Cost-sensitive batch & workflow pipelines
K3 edges Automation Bench and SpreadsheetBench 2, and the $3/$15 flat pricing with $0.30 cache hits is built for volume. Guard against excessive proactiveness with tight tool permissions in unattended flows.
Compliance-bound workloads
Fable 5 mandates 30-day retention with no ZDR; K3 has no published retention policy at all yet. A documented constraint beats an unknown for audits — but neither is comfortable. Self-hosted K3 weights (post-Jul 27) are the only full-control route.
Stable 90-day cost forecasting
K3's flat list pricing beats forecasting around Fable 5's Jul 19 promo cliff and unpublished credit conversion.

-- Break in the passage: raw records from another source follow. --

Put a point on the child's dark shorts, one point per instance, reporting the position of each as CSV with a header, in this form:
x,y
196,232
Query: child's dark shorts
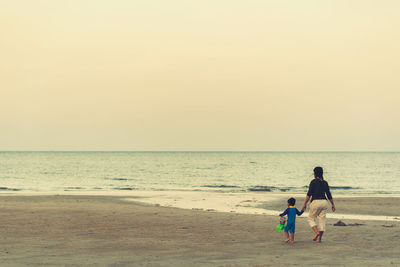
x,y
290,227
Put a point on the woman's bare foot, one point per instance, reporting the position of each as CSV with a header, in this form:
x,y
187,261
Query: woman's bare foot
x,y
316,237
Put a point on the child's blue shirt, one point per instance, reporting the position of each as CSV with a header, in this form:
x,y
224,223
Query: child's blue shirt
x,y
292,211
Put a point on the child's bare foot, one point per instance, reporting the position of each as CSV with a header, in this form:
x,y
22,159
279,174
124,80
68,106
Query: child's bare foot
x,y
316,237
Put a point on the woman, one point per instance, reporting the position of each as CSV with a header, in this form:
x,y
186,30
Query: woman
x,y
318,191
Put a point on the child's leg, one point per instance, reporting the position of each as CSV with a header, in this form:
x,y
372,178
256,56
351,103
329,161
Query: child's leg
x,y
292,238
316,233
287,237
320,236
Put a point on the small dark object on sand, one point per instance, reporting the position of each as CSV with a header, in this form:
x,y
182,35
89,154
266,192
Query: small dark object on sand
x,y
340,223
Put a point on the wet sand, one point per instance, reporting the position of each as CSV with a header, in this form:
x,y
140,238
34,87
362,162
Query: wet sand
x,y
106,231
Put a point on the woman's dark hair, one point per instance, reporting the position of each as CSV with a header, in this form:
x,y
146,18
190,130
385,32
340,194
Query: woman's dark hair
x,y
292,201
319,172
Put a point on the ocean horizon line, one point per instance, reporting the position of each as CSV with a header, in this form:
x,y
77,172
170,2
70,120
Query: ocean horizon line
x,y
212,151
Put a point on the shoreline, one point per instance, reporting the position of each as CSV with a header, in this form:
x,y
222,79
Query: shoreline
x,y
264,203
107,230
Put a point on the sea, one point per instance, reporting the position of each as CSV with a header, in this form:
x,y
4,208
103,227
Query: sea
x,y
346,172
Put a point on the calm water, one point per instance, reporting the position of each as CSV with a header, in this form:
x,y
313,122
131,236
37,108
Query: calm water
x,y
264,171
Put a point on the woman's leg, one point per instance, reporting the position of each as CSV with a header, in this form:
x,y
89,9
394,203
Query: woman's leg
x,y
312,215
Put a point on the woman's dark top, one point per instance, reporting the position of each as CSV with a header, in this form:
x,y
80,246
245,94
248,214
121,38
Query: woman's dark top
x,y
318,188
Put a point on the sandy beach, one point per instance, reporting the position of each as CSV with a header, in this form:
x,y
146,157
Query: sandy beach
x,y
109,231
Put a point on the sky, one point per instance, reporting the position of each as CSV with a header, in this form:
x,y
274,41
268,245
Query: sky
x,y
212,75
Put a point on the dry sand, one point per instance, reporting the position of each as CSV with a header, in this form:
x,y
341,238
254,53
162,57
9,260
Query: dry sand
x,y
106,231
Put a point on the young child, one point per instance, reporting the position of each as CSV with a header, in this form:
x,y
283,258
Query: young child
x,y
291,211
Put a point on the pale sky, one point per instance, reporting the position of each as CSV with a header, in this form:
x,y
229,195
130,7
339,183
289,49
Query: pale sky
x,y
200,75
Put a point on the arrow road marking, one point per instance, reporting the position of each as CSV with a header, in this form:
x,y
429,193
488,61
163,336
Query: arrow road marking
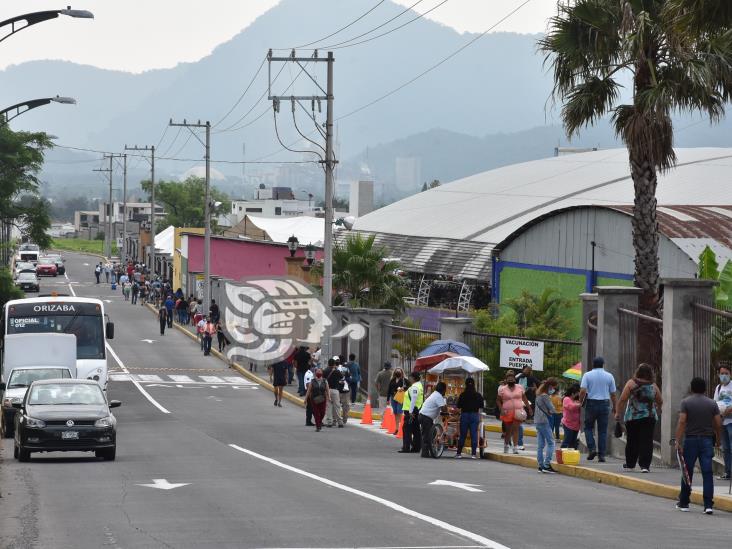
x,y
462,485
163,484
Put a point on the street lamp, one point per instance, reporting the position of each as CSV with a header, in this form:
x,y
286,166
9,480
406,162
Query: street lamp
x,y
310,254
39,16
25,106
292,243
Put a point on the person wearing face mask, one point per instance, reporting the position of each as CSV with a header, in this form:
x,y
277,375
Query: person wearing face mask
x,y
723,397
318,395
640,400
543,418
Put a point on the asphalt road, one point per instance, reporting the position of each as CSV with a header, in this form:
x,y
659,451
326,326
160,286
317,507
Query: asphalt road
x,y
255,476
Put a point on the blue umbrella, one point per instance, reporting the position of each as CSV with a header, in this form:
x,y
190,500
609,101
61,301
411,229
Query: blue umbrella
x,y
446,346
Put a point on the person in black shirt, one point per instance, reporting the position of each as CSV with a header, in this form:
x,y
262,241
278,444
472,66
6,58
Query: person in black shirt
x,y
470,402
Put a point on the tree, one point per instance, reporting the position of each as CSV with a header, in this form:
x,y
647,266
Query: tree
x,y
678,54
363,276
21,159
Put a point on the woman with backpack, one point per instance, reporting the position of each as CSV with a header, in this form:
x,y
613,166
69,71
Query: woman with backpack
x,y
640,400
318,395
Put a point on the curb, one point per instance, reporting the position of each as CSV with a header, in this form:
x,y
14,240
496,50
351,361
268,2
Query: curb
x,y
647,487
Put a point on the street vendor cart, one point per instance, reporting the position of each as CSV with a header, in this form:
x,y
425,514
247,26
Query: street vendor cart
x,y
454,371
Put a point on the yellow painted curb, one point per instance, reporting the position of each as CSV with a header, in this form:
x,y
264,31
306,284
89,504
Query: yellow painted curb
x,y
648,487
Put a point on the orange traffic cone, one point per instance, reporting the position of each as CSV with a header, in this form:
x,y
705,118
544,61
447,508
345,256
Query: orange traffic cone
x,y
366,418
387,420
400,433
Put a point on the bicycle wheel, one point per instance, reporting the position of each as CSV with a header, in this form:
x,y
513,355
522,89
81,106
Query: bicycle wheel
x,y
437,441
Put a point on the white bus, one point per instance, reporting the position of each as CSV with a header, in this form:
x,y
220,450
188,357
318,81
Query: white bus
x,y
80,316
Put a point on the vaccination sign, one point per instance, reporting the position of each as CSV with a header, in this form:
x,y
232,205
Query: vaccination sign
x,y
519,353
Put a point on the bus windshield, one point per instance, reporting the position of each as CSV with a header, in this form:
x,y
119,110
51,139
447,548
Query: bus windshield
x,y
88,328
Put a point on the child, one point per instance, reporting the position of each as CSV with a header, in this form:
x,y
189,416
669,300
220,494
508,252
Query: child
x,y
571,416
557,419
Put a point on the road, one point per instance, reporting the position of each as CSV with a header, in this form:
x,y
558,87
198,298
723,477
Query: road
x,y
255,476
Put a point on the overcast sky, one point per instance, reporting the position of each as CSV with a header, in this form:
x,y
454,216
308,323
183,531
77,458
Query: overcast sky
x,y
137,35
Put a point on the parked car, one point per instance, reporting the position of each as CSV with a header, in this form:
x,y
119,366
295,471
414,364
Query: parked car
x,y
28,282
47,267
65,415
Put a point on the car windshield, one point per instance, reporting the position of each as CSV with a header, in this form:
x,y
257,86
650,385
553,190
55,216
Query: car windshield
x,y
24,377
58,394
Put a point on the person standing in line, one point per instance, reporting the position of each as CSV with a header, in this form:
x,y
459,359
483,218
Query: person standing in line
x,y
543,414
571,417
395,396
355,371
319,396
162,318
308,377
208,332
333,410
383,378
279,380
170,305
302,365
638,409
723,398
598,387
513,405
344,391
698,431
416,400
470,403
431,408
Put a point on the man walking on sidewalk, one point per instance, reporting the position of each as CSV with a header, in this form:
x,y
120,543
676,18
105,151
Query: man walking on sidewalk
x,y
697,433
598,387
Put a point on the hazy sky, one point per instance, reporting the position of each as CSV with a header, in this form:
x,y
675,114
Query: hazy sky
x,y
136,35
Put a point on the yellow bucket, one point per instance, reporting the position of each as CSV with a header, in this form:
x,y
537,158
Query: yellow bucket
x,y
570,457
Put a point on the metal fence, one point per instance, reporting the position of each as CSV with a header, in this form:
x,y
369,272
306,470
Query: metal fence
x,y
405,344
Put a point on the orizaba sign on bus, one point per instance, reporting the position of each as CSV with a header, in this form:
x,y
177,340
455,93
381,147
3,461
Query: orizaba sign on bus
x,y
519,353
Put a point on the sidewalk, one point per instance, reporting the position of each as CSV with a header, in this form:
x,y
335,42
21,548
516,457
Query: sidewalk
x,y
661,481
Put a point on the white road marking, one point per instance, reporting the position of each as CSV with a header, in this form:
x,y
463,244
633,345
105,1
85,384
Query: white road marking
x,y
462,485
136,383
163,484
485,542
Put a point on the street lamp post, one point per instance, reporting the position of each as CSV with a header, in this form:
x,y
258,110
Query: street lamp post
x,y
30,19
25,106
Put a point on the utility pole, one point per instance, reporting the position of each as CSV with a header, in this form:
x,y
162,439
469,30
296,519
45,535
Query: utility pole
x,y
152,198
207,207
329,163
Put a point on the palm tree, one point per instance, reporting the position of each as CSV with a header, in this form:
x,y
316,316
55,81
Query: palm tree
x,y
678,54
363,275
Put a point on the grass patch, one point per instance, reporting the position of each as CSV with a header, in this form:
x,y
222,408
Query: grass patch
x,y
81,245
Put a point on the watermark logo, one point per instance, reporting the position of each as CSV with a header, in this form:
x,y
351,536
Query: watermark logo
x,y
267,318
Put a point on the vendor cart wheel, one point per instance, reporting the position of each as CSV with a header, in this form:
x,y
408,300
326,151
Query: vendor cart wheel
x,y
437,442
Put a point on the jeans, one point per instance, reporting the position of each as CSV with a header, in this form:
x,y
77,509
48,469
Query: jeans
x,y
597,411
570,438
469,420
727,450
702,449
545,441
639,446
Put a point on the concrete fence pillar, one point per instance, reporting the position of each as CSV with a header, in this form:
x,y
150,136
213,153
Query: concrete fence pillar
x,y
609,300
454,328
677,365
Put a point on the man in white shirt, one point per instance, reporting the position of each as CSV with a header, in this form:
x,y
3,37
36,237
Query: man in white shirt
x,y
723,398
431,408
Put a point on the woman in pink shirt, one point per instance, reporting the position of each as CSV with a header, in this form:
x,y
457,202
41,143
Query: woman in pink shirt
x,y
571,418
512,403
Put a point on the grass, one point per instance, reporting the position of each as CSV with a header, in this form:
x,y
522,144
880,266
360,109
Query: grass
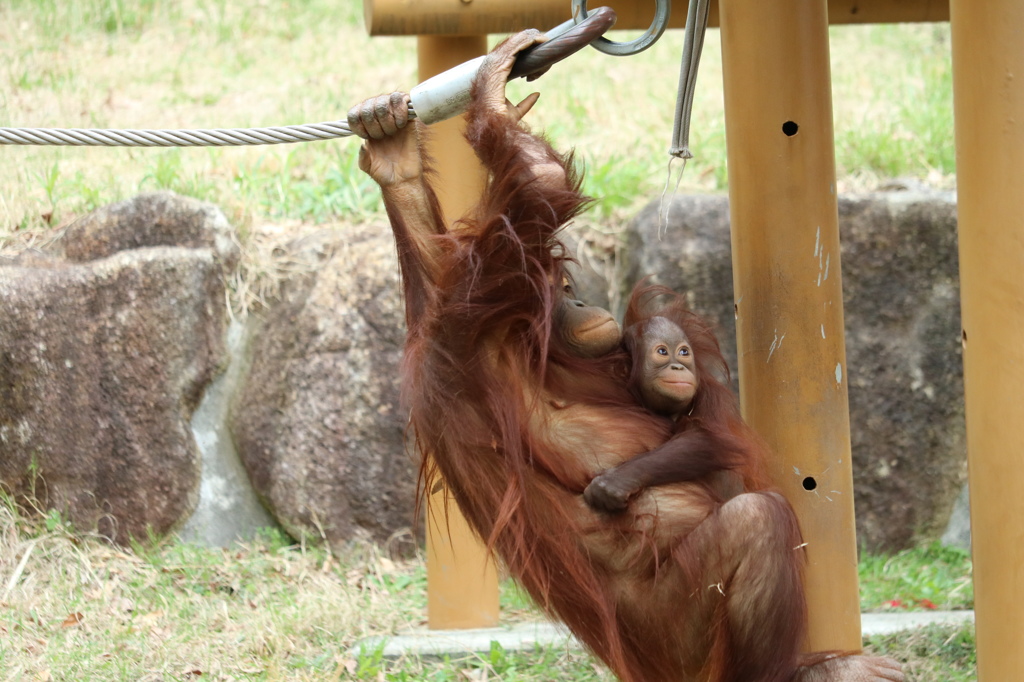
x,y
214,64
73,607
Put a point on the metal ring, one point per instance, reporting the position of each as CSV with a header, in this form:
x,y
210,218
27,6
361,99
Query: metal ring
x,y
563,40
657,27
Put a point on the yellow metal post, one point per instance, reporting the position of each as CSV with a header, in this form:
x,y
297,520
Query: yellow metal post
x,y
462,578
988,101
788,293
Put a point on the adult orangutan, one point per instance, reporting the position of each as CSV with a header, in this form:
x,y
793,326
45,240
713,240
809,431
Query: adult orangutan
x,y
518,396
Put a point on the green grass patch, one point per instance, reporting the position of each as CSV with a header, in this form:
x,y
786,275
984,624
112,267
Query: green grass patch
x,y
74,607
157,64
928,578
933,653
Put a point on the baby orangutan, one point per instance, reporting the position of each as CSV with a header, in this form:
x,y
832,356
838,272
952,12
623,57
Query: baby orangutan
x,y
710,441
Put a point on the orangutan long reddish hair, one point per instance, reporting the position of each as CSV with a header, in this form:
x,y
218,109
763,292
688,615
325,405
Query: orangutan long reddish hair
x,y
518,400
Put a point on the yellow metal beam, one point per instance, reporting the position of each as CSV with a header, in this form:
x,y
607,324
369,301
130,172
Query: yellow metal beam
x,y
471,17
462,578
988,101
788,296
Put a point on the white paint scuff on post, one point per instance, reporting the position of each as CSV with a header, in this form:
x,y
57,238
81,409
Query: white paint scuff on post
x,y
775,345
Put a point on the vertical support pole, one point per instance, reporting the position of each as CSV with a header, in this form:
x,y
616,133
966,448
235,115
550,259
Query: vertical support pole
x,y
462,578
788,296
988,101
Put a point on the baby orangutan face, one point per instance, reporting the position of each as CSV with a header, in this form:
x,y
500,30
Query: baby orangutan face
x,y
589,331
670,376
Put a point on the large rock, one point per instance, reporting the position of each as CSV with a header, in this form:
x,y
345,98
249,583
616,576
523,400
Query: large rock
x,y
317,422
101,364
903,350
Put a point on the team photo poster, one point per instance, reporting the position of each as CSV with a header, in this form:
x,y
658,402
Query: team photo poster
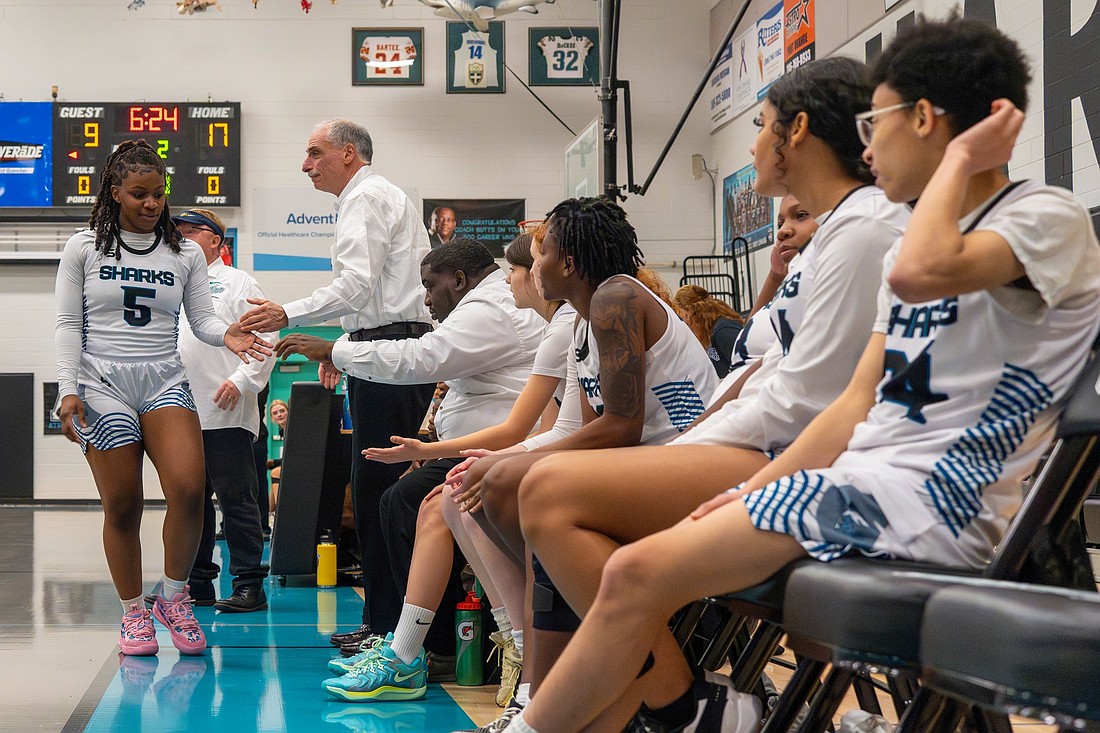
x,y
474,59
386,56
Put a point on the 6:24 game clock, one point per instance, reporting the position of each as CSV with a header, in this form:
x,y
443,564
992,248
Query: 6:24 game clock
x,y
200,143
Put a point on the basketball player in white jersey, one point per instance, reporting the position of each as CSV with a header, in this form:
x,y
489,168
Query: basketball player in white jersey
x,y
988,308
122,386
820,318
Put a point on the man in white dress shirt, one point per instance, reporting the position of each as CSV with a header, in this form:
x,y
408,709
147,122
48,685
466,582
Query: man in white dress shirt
x,y
375,292
224,392
484,349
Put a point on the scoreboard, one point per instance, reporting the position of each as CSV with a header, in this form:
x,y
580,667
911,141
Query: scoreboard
x,y
200,143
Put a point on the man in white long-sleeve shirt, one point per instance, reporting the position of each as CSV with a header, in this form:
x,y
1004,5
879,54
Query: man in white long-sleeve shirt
x,y
484,349
375,292
226,397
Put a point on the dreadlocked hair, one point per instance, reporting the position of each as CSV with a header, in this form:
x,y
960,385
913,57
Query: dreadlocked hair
x,y
594,231
131,156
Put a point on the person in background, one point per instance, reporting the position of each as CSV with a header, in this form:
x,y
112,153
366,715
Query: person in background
x,y
713,321
122,387
226,398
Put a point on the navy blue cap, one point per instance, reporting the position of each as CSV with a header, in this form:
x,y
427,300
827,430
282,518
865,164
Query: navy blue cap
x,y
208,219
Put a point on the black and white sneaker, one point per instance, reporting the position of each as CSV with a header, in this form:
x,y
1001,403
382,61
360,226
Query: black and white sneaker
x,y
498,724
718,709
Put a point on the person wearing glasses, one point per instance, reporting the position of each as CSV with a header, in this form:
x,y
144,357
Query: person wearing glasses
x,y
574,510
987,313
226,397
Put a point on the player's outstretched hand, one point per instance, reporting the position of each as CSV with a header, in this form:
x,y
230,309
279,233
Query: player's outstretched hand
x,y
227,396
245,343
266,316
310,347
989,143
72,411
328,374
405,449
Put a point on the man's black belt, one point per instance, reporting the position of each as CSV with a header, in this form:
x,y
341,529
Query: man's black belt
x,y
408,329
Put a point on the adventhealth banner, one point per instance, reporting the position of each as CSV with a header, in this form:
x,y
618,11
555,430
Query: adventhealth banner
x,y
293,229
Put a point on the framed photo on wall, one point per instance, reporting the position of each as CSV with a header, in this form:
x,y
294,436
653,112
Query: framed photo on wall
x,y
474,59
386,56
563,57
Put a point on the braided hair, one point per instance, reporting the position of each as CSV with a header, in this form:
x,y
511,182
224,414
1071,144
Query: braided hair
x,y
594,231
131,156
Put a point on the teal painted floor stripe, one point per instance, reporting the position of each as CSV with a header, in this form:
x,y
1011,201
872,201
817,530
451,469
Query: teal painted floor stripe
x,y
262,673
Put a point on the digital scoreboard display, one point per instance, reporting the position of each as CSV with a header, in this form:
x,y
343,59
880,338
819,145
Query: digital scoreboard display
x,y
200,143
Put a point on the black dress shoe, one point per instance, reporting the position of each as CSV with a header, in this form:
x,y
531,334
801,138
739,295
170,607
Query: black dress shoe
x,y
244,598
350,638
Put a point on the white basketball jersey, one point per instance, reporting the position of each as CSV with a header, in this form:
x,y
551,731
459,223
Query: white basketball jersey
x,y
972,384
679,376
131,305
475,63
387,57
565,56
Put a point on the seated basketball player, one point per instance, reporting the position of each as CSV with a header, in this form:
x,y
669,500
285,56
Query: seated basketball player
x,y
986,315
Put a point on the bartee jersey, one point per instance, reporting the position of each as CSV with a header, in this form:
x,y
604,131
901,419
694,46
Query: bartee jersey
x,y
388,56
475,63
565,56
679,375
128,308
974,383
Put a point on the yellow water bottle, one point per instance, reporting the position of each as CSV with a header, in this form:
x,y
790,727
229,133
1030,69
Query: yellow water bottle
x,y
327,561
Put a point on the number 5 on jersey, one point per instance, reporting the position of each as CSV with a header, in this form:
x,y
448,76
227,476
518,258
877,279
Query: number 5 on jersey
x,y
134,313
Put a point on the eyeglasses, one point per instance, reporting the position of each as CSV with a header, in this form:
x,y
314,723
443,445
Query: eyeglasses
x,y
188,229
865,121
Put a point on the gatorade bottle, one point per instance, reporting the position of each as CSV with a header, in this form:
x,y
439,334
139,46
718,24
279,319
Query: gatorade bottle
x,y
468,634
327,561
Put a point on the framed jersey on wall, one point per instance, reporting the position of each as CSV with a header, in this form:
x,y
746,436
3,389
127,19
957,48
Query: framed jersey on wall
x,y
563,57
474,59
386,56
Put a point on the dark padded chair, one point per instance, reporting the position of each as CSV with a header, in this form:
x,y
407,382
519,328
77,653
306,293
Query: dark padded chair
x,y
862,614
1012,648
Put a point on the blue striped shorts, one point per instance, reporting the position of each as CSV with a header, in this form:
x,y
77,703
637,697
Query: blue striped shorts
x,y
117,393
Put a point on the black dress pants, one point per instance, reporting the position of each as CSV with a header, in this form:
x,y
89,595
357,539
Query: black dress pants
x,y
400,505
377,412
231,476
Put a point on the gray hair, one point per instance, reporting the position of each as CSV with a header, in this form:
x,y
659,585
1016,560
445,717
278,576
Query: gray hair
x,y
341,132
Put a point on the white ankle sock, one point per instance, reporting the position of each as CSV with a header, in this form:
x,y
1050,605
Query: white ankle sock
x,y
523,695
169,587
410,632
501,616
519,725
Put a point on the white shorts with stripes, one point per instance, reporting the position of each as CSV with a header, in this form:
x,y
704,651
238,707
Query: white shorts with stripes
x,y
117,393
873,510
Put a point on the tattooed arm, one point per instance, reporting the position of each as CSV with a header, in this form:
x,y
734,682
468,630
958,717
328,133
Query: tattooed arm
x,y
623,321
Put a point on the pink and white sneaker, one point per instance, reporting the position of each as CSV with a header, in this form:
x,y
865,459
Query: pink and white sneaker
x,y
178,617
138,636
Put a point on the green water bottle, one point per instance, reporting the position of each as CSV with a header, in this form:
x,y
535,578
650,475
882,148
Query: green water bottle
x,y
468,641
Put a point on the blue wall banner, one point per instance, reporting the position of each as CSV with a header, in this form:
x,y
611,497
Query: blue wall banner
x,y
25,153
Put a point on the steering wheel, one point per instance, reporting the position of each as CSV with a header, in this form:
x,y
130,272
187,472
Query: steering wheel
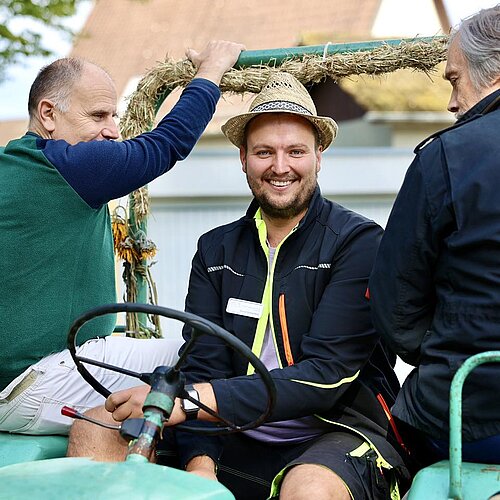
x,y
200,326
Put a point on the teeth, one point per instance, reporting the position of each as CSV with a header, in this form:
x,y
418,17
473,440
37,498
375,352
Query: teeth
x,y
280,183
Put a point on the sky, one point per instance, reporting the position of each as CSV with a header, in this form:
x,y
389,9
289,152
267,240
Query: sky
x,y
14,90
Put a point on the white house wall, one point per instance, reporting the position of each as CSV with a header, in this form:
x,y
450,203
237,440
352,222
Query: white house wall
x,y
406,19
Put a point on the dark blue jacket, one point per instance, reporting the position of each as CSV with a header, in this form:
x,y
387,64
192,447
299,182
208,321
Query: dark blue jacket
x,y
435,287
321,272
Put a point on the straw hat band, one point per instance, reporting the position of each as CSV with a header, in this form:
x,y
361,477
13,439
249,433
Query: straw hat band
x,y
281,106
282,93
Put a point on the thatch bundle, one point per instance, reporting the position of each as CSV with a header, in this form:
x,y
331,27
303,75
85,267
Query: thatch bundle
x,y
166,76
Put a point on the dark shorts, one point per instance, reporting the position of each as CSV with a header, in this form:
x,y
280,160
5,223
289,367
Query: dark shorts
x,y
247,467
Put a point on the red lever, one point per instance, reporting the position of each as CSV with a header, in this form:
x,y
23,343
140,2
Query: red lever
x,y
69,412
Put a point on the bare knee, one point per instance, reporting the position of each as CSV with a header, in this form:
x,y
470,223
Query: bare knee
x,y
90,440
307,480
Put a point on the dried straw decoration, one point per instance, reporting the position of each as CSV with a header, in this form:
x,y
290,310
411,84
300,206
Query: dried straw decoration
x,y
168,75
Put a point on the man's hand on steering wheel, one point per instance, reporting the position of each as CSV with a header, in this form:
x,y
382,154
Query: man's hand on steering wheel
x,y
128,403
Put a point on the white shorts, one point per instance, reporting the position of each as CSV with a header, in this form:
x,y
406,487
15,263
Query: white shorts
x,y
54,382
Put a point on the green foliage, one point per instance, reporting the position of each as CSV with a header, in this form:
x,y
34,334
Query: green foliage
x,y
21,24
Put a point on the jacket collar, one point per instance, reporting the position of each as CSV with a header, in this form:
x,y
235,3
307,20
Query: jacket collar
x,y
489,103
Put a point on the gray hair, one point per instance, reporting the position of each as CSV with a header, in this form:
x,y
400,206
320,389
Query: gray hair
x,y
480,43
55,82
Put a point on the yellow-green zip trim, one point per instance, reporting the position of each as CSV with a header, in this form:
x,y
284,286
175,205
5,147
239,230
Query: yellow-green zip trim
x,y
381,461
267,312
346,380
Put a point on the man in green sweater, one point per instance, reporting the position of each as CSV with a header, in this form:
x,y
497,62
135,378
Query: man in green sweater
x,y
55,234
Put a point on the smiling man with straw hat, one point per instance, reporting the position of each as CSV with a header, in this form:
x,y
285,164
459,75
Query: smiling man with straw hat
x,y
289,279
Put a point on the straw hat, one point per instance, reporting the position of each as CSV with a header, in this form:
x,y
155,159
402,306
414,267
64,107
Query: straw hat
x,y
282,93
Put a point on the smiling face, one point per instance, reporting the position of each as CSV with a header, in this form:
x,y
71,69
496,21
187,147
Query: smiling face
x,y
281,162
464,94
92,110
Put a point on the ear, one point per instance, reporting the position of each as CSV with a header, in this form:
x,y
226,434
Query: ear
x,y
319,155
46,114
243,159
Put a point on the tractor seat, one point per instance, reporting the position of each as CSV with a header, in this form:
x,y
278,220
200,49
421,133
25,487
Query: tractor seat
x,y
478,481
18,448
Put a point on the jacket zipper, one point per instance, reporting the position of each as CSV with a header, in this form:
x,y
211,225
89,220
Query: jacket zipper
x,y
284,330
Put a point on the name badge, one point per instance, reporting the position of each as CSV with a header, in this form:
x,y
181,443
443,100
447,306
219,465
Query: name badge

Caveat: K3's plan-tier pricing is listed launch pricing, and its open-weight license is still unconfirmed.
If your team wants this decision made against your actual workloads rather than vendor charts — benchmark harness, cost model, and a routing policy across K3, Fable 5, and the rest of the frontier — that comparative eval is exactly where our AI transformation engagements start.
09 — ConclusionA fork in the frontier, not a verdict.
Pick per workload, price per token, and write down your access assumptions.
On the vendor-reported evidence, Fable 5 is the stronger model more often — 8 of 14 head-to-head benchmarks, with its clearest edges on frontier-difficulty engineering and professional knowledge work. K3 answers with the more interesting economics: 6 wins of its own where agentic browsing, terminal work, and long-horizon runs live, at roughly a third of the price on every line item.
The benchmark table will age; the structural fork won’t. One vendor is promising to hand you the weights by July 27 with a license still unnamed; the other is closed, retains your data for 30 days by mandate, and has rewritten its access terms twice in twelve days. Those are different risk shapes, not different quality tiers — and which one is acceptable depends on your compliance posture, your infrastructure, and how much you value tunability today over ownership tomorrow.
The practical move this week is unglamorous: run both models on three of your own representative tasks before July 19 while Fable 5’s plan access is still discounted, price the winner at list rates, and revisit on July 27 when — if — K3’s weights actually land. Vendor charts opened this conversation; your evals should close it.